Veliparib and Radiation Therapy before Surgery in Treating Patients with Stage IIB-IV Breast Cancer with Incomplete Response to Chemotherapy
This phase I trial studies the side effects and best dose of veliparib when given together with radiation therapy before surgery in treating patients with stage IIB-IV breast cancer with incomplete response to chemotherapy. Veliparib may stop the growth of tumor cells by blocking some of the enzymes needed for cell growth. Radiation therapy uses high energy x-rays to kill tumor cells. Giving veliparib together with radiation therapy before surgery may kill more tumor cells.
Inclusion Criteria
- INCLUSION CRITERIA FOR OBSERVATION (CONSENT A)
- Patients must have histologically confirmed (by routine hematoxylin [H] & eosin [E] staining) adenocarcinoma of the breast or axillary node; patients with squamous, or metaplastic carcinomas or sarcomas of the breast are NOT eligible
- Patient must have had a bilateral mammogram prior to NAC unless there is only one breast
- Patient must have a medical oncology consult and be recommended to receive or are currently receiving neoadjuvant chemotherapy for a stage IIB through IV carcinoma
- Patients must not have received prior radiation therapy to the involved breast at any time for any reason due to the potential for cumulative toxicities
- INCLUSION CRITERIA FOR TREATMENT WITH VELIPARIB AND RADIATION (CONSENT B)
- Patient must have a history and physical within 2 weeks prior to the start of any protocol therapy (radiation and veliparib)
- Patient must have > 1.0 cm residual in-breast cancer (via positive biopsy) or clinically positive residual nodal disease; incident breast biopsies only permitted prior to POPI to confirm residual disease after NAC
- Absolute neutrophil count (ANC) >= 1000/mm^3
- Platelet count >= 100,000/mm^3
- Hemoglobin >= 9.0 g/dL (after transfusion if required)
- Creatinine serum =< 2.0 mg/dl or creatinine clearance >= 45 mL/min * If calculated creatinine clearance is < 45 mL/min, a 24-hour urine collection for creatinine clearance may be performed
- Bilirubin =< 1.5 mg/dL (=< 3.0 mg/dL with liver metastasis) * Subjects with Gilbert's disease may have bilirubin up to 2.5 mg/dL (or 3.0 mg/dL with liver metastasis)
- Serum glutamic-oxaloacetic transaminase (SGOT) =< 2.5 x upper limit of normal of institution's normal range (ULN) (=< 5.0 x ULN with liver metastasis)
- Serum glutamate-pyruvate transaminase (SGPT) =< 2.5 x ULN (=< 5.0 x ULN with liver metastasis)
- Patients must not be pregnant; women of child-bearing potential must also have a negative pregnancy test within 2 weeks prior to start of protocol therapy (radiation and veliparib)
- Women of childbearing potential must agree to use adequate contraception (one of the following listed below) prior to study entry, for the duration of study participation and up to 2 months following completion of protocol therapy * Total abstinence from sexual intercourse (minimum one complete menstrual cycle) * A vasectomized partner * Hormonal contraceptives (oral, parenteral or transdermal) for at least 3 months prior to study drug administration * Double-barrier method (condoms, contraceptive sponge, diaphragm or vaginal ring with spermicidal jellies or cream)

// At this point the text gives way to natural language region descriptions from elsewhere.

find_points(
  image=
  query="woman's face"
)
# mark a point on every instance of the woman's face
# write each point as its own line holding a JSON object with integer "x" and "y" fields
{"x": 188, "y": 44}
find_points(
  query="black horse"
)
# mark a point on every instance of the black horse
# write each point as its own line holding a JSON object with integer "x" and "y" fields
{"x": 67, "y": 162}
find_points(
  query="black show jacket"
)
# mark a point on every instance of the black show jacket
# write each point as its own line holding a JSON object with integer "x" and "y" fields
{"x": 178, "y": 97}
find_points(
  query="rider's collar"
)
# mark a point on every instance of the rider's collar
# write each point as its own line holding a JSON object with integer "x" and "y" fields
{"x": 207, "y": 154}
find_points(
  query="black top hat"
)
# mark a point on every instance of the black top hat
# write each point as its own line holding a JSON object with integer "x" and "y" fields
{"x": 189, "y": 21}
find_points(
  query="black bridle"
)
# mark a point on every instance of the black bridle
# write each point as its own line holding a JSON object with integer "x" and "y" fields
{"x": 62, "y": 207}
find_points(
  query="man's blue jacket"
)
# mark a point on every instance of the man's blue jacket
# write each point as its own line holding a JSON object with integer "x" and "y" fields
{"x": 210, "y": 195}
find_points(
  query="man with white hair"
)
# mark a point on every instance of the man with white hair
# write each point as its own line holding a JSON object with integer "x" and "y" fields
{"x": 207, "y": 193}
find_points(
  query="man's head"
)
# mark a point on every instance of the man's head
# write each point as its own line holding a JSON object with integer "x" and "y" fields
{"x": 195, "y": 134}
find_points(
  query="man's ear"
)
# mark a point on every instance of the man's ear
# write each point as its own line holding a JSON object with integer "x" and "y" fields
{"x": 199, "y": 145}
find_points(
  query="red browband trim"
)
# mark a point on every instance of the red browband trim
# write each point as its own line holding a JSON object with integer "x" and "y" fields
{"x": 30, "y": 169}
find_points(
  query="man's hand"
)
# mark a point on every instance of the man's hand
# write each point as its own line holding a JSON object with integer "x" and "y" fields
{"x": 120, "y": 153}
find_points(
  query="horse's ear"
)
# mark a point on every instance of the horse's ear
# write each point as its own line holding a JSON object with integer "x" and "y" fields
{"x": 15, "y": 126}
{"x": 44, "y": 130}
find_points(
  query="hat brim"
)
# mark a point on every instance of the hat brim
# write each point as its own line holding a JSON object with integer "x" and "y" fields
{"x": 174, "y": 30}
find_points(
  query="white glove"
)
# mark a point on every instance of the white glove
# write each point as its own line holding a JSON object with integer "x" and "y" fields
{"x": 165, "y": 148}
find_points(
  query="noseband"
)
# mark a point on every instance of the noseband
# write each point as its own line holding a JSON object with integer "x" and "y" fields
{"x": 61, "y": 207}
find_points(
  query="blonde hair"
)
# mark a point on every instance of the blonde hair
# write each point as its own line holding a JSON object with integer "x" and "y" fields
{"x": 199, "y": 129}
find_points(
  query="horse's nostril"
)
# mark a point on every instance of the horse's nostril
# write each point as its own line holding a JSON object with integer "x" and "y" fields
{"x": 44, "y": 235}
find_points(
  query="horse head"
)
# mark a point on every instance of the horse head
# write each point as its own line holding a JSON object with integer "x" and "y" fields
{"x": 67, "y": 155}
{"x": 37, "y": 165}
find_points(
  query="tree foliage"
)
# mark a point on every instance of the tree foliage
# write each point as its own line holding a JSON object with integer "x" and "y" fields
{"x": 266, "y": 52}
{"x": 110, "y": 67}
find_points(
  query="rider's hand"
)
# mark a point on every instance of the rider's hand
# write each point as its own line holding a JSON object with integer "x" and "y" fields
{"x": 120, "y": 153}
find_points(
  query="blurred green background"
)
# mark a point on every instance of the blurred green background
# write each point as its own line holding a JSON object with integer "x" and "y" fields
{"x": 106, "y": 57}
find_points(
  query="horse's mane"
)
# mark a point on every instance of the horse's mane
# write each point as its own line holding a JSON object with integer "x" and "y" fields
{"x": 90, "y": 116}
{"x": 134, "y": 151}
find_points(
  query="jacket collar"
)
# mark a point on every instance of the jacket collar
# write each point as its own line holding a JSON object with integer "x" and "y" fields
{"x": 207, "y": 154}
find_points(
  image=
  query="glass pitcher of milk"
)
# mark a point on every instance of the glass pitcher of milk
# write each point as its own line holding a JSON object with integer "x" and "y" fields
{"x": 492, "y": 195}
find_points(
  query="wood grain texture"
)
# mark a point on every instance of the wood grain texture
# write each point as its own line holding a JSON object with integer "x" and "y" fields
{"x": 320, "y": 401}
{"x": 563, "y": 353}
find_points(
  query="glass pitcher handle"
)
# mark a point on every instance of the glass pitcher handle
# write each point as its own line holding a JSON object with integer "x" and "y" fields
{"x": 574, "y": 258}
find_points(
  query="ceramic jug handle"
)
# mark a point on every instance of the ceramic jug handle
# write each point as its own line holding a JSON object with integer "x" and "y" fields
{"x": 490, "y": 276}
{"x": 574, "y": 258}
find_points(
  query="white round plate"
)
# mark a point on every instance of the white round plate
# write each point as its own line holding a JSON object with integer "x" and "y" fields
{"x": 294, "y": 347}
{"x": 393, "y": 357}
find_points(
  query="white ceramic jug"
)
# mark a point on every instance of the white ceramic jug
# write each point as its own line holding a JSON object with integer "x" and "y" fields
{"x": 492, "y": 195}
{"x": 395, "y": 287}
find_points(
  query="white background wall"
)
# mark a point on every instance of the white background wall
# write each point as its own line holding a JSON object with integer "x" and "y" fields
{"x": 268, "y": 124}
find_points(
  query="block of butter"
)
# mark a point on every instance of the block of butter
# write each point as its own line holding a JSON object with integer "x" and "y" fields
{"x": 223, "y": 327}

- Patients must not have a serious medical or psychiatric illness which prevents informed consent or compliance with treatment
- All patients must be informed of the investigational nature of this study and given written informed consent in accordance with institutional and federal guidelines
- Patients must have a performance status 0 or 1 by Eastern Cooperative Oncology Group (ECOG) criteria
Exclusion Criteria
- EXCLUSION CRITERIA FOR CONSENT B
- Women who have a < 1.0 cm or are clinically negative node (cN0) after NAC are not eligible
- Last dose of chemotherapy, immunotherapy, biologic therapy, or investigational therapy, was less than 21 days prior to protocol therapy (radiation and veliparib); there are no limitations on the type or number of prior regimens; hormonal therapy and traztusumab are permitted during POPI
- Bisphosphonates, hormone modification therapy, and trastuzumab (are permitted without restriction)
- Unresolved or unstable, serious toxicity from prior administration of another investigational drug and/or prior anti-cancer treatment
- If female, subject is pregnant or breast-feeding
- Clinically significant and uncontrolled major cardiac, respiratory, renal, hepatic, gastrointestinal, hematologic or neurological/psychiatric disease or disorder, including but not limited to: * Active uncontrolled infection * Symptomatic congestive heart failure, unstable angina pectoris, or cardiac arrhythmia * Any other illness condition(s) that could exacerbate potential toxicities, confound safety assessments, require excluded therapy for management, or limit compliance with study requirements; questions regarding inclusion of individual subjects should be directed to the principal investigator (PI)
- Unable to swallow and retain oral medications
- History of seizure disorder
- Known contraindication to enhanced MRI and computed tomography (CT), including but not limited to: * Presence of metal objects within the body such as a cardiac pacemaker, implanted cardiac defibrillator, brain aneurysm clips, cochlear implant, ocular foreign body, or shrapnel * History of immediate or delayed hypersensitivity reaction or other contraindication to contrast agents including but not limited to gadolinium and iodine
- Previous enrollment on another study involving the investigation of veliparib (ABT-888), with the exception of receiving a single dose of study drug
- Consideration by the Investigator, for any reason, that the subject is an unsuitable candidate to receive veliparib (ABT-888) and/or breast irradiation
Study sponsor and potential other locations can be found on ClinicalTrials.gov for NCT01618357.
PRIMARY OBJECTIVE:
I. To determine the safety, tolerability and maximum tolerated dose (within 50 – 200 mg/twice daily [BID] dose range) when combining veliparib and radiation.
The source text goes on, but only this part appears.